Electrochemical behavior of rolled Pb–0.8%Ag anodes

In this paper, the oxygen evolution kinetics and oxide layer properties of Pb–0.8%Ag rolled alloy anodes obtained over 15 days of galvanostatic electrolysis in acid zinc sulfate electrolyte solution were investigated using anodic polarization curves, quasi-stationary polarization (Tafel), and electrochemical impedance spectroscopy techniques. The microscopic morphology and phase composition of the anodic oxide layers were observed by scanning electron microscopy and X-ray diffraction, respectively.

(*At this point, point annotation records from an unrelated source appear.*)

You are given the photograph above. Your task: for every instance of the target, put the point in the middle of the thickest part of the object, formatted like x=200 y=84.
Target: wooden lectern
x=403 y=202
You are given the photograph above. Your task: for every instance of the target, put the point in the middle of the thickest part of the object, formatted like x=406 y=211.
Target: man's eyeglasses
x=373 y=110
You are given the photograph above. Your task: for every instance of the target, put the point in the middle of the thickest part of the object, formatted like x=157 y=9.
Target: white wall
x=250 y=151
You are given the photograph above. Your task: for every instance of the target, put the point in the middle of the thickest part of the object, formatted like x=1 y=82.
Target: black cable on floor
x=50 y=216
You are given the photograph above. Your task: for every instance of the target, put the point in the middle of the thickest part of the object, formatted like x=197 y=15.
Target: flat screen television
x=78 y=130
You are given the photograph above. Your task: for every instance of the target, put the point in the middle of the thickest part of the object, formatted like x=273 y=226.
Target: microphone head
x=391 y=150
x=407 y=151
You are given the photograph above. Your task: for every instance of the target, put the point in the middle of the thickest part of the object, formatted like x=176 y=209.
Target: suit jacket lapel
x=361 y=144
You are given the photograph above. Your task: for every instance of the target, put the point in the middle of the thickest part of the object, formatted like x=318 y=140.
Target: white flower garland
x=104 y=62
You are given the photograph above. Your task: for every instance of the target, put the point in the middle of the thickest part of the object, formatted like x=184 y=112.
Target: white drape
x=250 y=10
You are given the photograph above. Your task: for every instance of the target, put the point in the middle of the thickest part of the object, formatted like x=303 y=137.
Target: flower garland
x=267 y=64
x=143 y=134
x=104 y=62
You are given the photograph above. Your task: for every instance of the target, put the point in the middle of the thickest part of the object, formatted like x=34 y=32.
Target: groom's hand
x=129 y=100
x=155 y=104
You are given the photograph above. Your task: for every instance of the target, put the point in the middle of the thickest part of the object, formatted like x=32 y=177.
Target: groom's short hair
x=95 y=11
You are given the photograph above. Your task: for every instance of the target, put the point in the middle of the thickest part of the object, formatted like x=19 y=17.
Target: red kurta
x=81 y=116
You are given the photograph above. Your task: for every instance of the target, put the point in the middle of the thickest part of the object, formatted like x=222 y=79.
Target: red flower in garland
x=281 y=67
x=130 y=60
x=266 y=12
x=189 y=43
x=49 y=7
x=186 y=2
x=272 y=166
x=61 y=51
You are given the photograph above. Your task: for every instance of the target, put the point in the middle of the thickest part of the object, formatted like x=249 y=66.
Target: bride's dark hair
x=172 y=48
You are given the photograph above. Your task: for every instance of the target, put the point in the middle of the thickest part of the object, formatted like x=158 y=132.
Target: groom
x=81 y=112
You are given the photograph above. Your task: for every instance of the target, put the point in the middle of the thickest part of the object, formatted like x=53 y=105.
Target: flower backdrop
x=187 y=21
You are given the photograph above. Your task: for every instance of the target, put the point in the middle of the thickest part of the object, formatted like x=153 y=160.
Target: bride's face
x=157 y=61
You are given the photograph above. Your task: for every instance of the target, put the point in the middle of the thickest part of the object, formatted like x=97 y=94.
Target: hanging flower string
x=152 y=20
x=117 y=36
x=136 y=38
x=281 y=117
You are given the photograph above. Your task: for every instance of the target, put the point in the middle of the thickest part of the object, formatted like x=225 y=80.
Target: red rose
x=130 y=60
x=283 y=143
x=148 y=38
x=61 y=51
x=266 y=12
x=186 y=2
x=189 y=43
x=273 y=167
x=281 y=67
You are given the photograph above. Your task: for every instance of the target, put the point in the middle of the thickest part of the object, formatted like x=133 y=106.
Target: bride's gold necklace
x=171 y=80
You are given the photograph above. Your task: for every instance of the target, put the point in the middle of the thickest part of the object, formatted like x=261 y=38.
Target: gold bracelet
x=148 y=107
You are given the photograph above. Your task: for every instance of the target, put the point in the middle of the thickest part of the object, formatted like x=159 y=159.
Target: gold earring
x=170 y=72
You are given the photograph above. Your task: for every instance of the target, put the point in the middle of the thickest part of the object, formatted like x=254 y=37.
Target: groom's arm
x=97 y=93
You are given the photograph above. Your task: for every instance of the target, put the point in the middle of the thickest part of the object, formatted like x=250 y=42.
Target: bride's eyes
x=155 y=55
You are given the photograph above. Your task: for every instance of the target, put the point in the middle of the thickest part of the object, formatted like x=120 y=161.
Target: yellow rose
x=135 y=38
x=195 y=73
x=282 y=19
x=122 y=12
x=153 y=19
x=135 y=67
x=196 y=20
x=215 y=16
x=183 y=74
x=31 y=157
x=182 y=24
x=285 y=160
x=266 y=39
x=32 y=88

The activity and reaction kinetics of the anodes varied noticeably during electrolysis, indicating the formation and stabilization of the anodic oxide layer. With increasing electrolysis time, the potential and overpotential of oxygen evolution of the anodes mainly presented a declining trend, whereas their electrode surface exchange current density demonstrated a rising trend. This depolarization can be accounted for by the increasing roughness of the anodic surface and the catalytic effect of increasing β-PbO2 content. The anodic oxide layer obtained after 15 days of electrolysis presented the most compact and the best regular structure among five experimental samples. The corrosion phases of the anodic oxide layers mainly consisted of PbSO4, PbO, α-PbO2, and β-PbO2. With increasing electrolysis time, the α-PbO2 content presented a declining trend, whereas the β-PbO2 content demonstrated a rising trend. α-PbO2 and β-PbO2 showed preferential growth orientations toward the (111) and (101) planes, respectively.